Linear regression models can also be used to estimate the value of the dependent variable for a given independent variable value. Using the classic linear equation, you would simply substitute the value you want to test for x in y = mx + b; y would be the model’s prediction for the target for your given feature value x.

Linear Regression in Python

Now that we’ve discussed the theory around Linear Regression, let’s take a look at an example.

Let’s say we are running an ice cream shop. We have collected some data for daily ice cream sales and the temperature on those days. The data is stored in a file called temp_revenue_data.csv. We want to see how strong the correlation between the temperature and our ice cream sales is.

import pandas
from pandas import DataFrame 

data = pandas.read_csv('temp_revenue_data.csv')

X = DataFrame(data, columns=['daily_temperature'])
y = DataFrame(data, columns=['ice_cream_sales'])

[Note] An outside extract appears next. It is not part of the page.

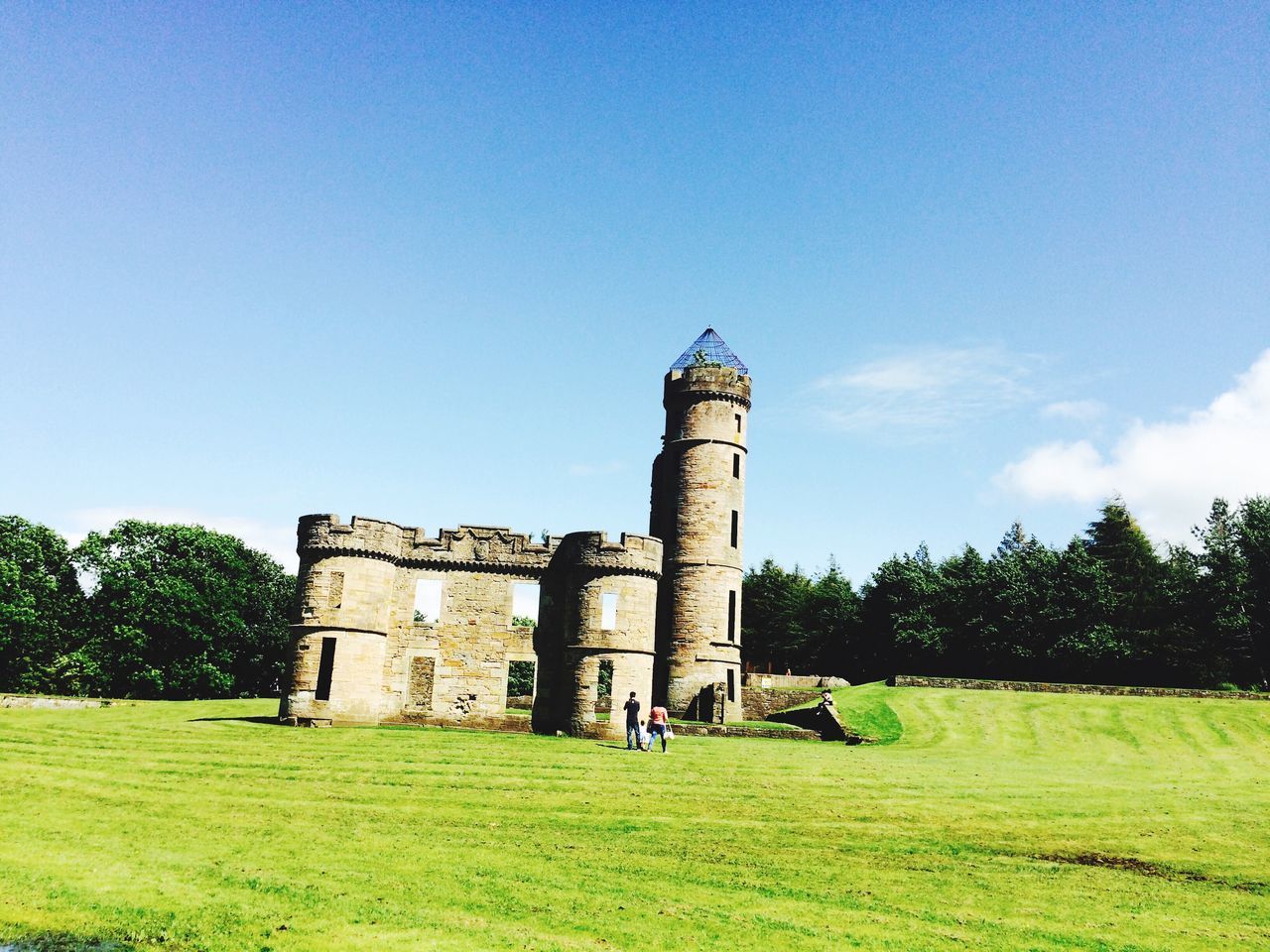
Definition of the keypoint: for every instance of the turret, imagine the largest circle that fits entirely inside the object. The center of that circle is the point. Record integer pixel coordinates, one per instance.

First, import Linear Regression from the scikitlearn module (a machine learning module in Python). This will allow us to run linear regression models in just a few lines of code.

from sklearn.linear_model import LinearRegression

Next, create a LinearRegression() object and store it in a variable.

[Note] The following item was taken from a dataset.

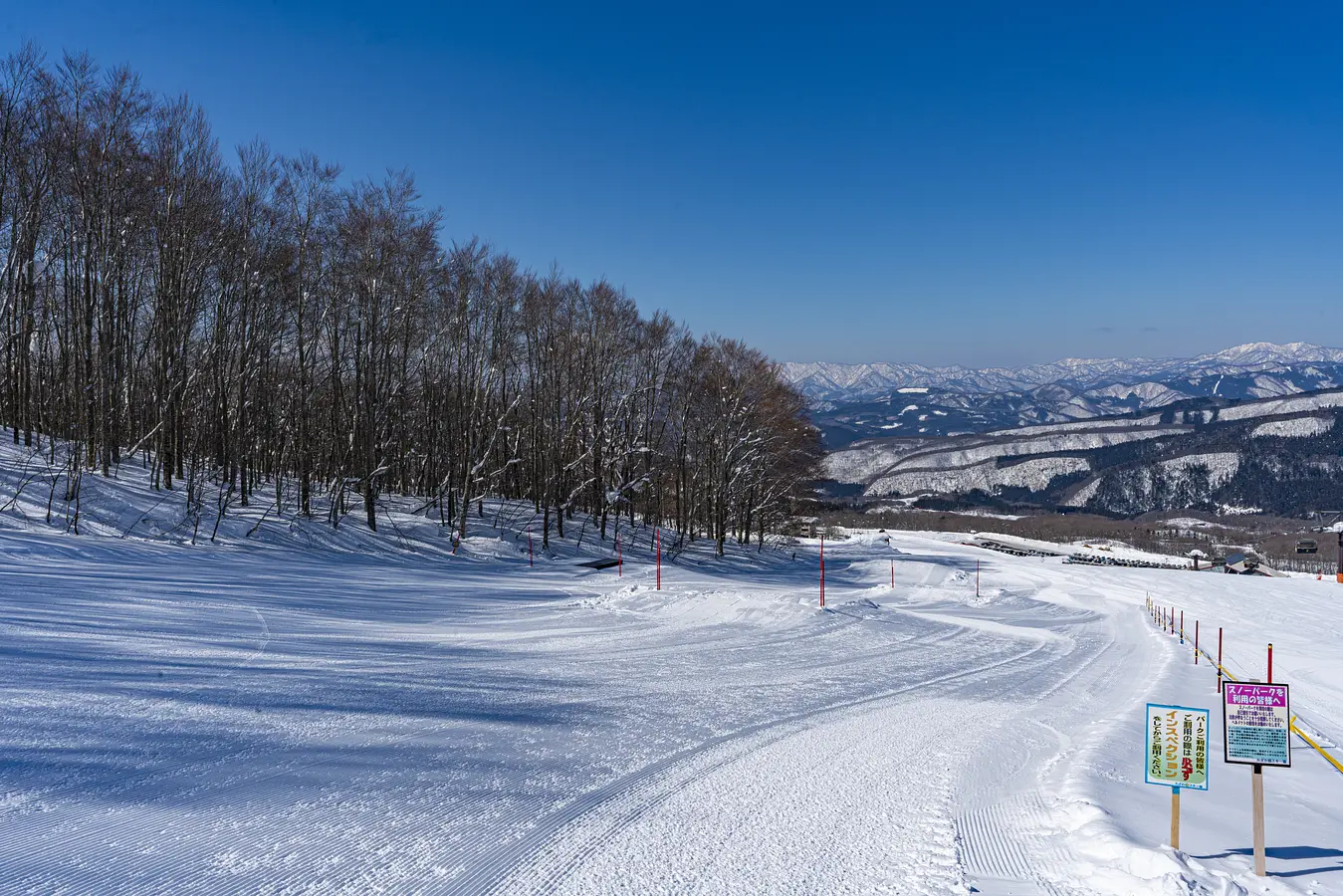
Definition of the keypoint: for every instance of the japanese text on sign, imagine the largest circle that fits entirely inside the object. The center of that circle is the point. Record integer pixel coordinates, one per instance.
(1177, 747)
(1257, 724)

regression = LinearRegression()

Now that we’ve created our object we can tell it to do something:

The fit method runs the actual regression. It takes in two parameters, both of type DataFrame. The feature data is the first parameter and the target data is the second. We are using the X and y DataFrames defined above.

regression.fit(X, y)     

The slope and intercept that were calculated by the regression are available in the following properties of the regression object: coef_ and intercept_. The trailing underline is necessary.

# Slope Coefficient
regression.coef_

# Intercept
regression.intercept_

How can we quantify how “good” our model is? We need some kind of measure or statistic. One measure that we can use is called R2, also known as the goodness of fit.

regression.score(X, y)
output: 0.5496...

The above output number (in percentage) is the amount of variation in ice cream sales that is explained by the daily temperature.

Note: The model is very simplistic and should be taken with a grain of salt. It especially does not do well on the extremes.